On the raised level of the hot tub, looking down at the pool we find it nearly impossible to tactfully avoid viewing the smooching of three young couples. Situated in three different corners of the pool, they seem oblivious that they are in a public place, although a large, blackly lettered sign in the passage between indoor and outdoor pools states explicitly: "PLEASE DO YOUR LOVING AT HOME!" The young woman nearest us leans back against her partner's arm, theatrically closing her eyes which are ringed in smeared mascara. The sunlight glances off the rings in her pierced eyebrow, her nose, her lip. The panting young man nibbles and paws. D. turns his back, I squint upward into the sun. J. snorts and mutters, "They need to go somewhere, GET IT DONE, and then maybe they could come back and enjoy the pool!"
We clamber out of the intense heat, and pad back down to the main pool which seems cool in contrast. A few more minutes and J. decides it is time to find lunch in town. We make our way, dripping, along the still shaded cement walk, past the indoor pool where the most avid pair of lovers have re-established themselves.
After lunch we returned to the park to drive through the winding roads and enjoy the wildlife.
Stay tuned for a visit to the bison herd!

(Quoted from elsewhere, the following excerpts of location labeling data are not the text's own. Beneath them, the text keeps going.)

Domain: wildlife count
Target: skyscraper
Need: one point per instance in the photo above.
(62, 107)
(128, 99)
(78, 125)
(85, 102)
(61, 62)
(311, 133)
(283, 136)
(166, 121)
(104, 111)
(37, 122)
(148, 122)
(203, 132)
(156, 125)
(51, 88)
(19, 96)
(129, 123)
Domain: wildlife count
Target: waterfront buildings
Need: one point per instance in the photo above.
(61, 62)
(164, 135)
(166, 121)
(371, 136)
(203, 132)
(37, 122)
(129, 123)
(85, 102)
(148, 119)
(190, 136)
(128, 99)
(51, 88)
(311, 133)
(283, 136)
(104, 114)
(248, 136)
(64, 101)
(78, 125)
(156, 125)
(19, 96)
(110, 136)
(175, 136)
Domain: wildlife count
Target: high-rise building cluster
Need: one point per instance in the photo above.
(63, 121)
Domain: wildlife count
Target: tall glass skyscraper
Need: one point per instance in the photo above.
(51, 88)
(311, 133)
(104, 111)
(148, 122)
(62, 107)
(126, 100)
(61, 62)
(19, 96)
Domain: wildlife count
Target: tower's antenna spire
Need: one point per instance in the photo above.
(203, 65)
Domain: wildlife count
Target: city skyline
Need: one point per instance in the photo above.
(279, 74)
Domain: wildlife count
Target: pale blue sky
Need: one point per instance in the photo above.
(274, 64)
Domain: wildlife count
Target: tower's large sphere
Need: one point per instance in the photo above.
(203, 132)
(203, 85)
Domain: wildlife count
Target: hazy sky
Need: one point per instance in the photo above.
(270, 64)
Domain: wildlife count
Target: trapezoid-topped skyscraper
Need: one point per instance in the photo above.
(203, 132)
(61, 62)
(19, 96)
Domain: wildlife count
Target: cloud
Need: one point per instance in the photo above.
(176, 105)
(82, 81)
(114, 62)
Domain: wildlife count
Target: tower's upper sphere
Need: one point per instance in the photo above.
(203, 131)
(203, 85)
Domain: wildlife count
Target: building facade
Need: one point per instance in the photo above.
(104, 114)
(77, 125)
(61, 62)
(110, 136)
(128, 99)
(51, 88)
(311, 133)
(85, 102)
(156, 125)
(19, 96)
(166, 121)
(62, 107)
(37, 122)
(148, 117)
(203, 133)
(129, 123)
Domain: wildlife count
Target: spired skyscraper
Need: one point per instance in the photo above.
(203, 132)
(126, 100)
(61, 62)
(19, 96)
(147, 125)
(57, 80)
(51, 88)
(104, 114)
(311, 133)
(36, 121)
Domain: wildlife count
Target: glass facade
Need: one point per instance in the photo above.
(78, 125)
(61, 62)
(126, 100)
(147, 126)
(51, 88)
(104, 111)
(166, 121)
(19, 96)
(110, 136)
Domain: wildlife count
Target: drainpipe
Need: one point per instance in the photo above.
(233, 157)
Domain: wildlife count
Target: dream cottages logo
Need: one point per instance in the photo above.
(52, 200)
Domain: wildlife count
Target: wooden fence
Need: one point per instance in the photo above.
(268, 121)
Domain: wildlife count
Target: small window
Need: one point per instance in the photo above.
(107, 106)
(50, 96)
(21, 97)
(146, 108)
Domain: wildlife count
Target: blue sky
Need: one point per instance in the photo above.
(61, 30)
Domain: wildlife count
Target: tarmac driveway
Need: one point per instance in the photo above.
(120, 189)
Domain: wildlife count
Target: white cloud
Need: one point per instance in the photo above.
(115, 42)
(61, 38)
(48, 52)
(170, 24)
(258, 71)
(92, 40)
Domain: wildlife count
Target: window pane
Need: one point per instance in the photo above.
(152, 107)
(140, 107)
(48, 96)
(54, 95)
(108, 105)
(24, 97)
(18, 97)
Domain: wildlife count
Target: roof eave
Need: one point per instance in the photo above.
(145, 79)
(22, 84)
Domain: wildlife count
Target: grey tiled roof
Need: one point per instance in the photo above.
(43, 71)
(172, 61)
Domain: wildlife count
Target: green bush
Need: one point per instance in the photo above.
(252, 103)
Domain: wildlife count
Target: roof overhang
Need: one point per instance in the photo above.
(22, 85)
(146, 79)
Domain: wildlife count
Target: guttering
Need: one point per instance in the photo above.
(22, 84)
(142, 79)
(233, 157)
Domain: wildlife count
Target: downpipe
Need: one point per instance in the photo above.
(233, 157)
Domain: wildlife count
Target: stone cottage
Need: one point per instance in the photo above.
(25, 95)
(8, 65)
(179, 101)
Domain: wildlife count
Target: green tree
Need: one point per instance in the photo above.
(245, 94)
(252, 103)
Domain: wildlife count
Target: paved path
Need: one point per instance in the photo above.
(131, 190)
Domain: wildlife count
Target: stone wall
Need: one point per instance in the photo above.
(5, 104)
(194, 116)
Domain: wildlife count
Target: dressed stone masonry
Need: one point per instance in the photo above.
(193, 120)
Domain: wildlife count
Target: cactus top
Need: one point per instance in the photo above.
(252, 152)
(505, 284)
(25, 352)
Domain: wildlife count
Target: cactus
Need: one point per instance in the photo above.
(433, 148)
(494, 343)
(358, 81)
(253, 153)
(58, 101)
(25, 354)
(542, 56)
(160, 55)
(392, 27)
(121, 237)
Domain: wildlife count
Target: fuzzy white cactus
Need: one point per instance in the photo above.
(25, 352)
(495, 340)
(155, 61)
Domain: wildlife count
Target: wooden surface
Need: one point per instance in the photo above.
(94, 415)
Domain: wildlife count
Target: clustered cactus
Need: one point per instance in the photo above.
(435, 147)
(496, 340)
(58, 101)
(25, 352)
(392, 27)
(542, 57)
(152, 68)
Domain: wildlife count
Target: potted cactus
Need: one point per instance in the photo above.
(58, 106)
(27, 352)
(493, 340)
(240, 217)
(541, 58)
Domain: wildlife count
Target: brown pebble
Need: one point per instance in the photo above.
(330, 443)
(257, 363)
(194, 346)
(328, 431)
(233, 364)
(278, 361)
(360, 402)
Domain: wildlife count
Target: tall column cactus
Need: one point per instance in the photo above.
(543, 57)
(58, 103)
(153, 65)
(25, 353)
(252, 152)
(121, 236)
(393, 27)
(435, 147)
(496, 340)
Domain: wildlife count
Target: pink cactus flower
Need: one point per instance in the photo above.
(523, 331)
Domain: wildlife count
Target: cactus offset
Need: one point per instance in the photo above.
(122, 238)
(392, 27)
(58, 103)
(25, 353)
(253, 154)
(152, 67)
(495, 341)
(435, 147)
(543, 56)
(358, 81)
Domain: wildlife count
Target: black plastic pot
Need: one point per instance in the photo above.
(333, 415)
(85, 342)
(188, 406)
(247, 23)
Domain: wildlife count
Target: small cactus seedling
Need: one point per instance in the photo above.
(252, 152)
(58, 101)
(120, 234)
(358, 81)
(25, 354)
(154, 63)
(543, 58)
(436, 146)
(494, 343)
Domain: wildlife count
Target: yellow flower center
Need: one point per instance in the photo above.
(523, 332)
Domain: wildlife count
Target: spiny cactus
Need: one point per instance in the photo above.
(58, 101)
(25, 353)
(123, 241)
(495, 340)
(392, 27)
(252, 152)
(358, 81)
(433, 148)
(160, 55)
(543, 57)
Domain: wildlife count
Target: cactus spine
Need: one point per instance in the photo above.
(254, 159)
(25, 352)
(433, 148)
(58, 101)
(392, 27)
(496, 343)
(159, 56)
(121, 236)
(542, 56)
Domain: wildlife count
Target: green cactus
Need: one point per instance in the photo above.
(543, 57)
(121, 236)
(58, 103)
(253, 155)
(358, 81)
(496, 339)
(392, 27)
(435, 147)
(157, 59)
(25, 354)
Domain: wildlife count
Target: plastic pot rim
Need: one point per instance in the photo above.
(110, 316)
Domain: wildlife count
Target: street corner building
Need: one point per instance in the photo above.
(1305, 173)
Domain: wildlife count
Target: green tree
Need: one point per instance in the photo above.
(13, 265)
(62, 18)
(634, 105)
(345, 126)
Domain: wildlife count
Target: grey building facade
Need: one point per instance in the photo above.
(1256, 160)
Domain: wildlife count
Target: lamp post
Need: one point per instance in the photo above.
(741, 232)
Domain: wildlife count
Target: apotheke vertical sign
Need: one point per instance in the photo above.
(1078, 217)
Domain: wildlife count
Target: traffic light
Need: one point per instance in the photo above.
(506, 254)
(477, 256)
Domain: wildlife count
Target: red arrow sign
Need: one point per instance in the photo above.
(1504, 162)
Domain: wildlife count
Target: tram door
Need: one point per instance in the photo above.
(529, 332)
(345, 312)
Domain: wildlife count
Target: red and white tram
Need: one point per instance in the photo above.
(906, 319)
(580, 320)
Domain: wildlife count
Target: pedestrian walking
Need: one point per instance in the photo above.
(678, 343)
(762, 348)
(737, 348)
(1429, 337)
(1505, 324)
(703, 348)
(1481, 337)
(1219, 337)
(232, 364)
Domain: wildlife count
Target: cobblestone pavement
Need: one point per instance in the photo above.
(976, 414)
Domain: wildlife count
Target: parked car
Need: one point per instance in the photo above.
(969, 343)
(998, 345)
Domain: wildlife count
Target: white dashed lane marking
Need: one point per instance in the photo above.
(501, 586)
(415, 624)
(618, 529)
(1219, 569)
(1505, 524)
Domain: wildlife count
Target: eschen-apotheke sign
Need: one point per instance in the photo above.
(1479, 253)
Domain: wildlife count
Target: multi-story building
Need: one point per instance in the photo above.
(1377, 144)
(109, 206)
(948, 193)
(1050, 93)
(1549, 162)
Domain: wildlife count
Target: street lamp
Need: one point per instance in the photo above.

  1. Tell J I agree with him about the pawing and smooching in the pool though, and I have to say that I really do NOT like piercings except in ears . . .

    Sounds like you certainly had a different day out - nearest we can offer in Britain is the thermal springs in Bath, which were appropriated by the Romans who promptly built a bath-house over the top!

  2. What amazing shots ...what a wonderful day away from it all.
    Laughed out loud at J's remark re the couple ...too true.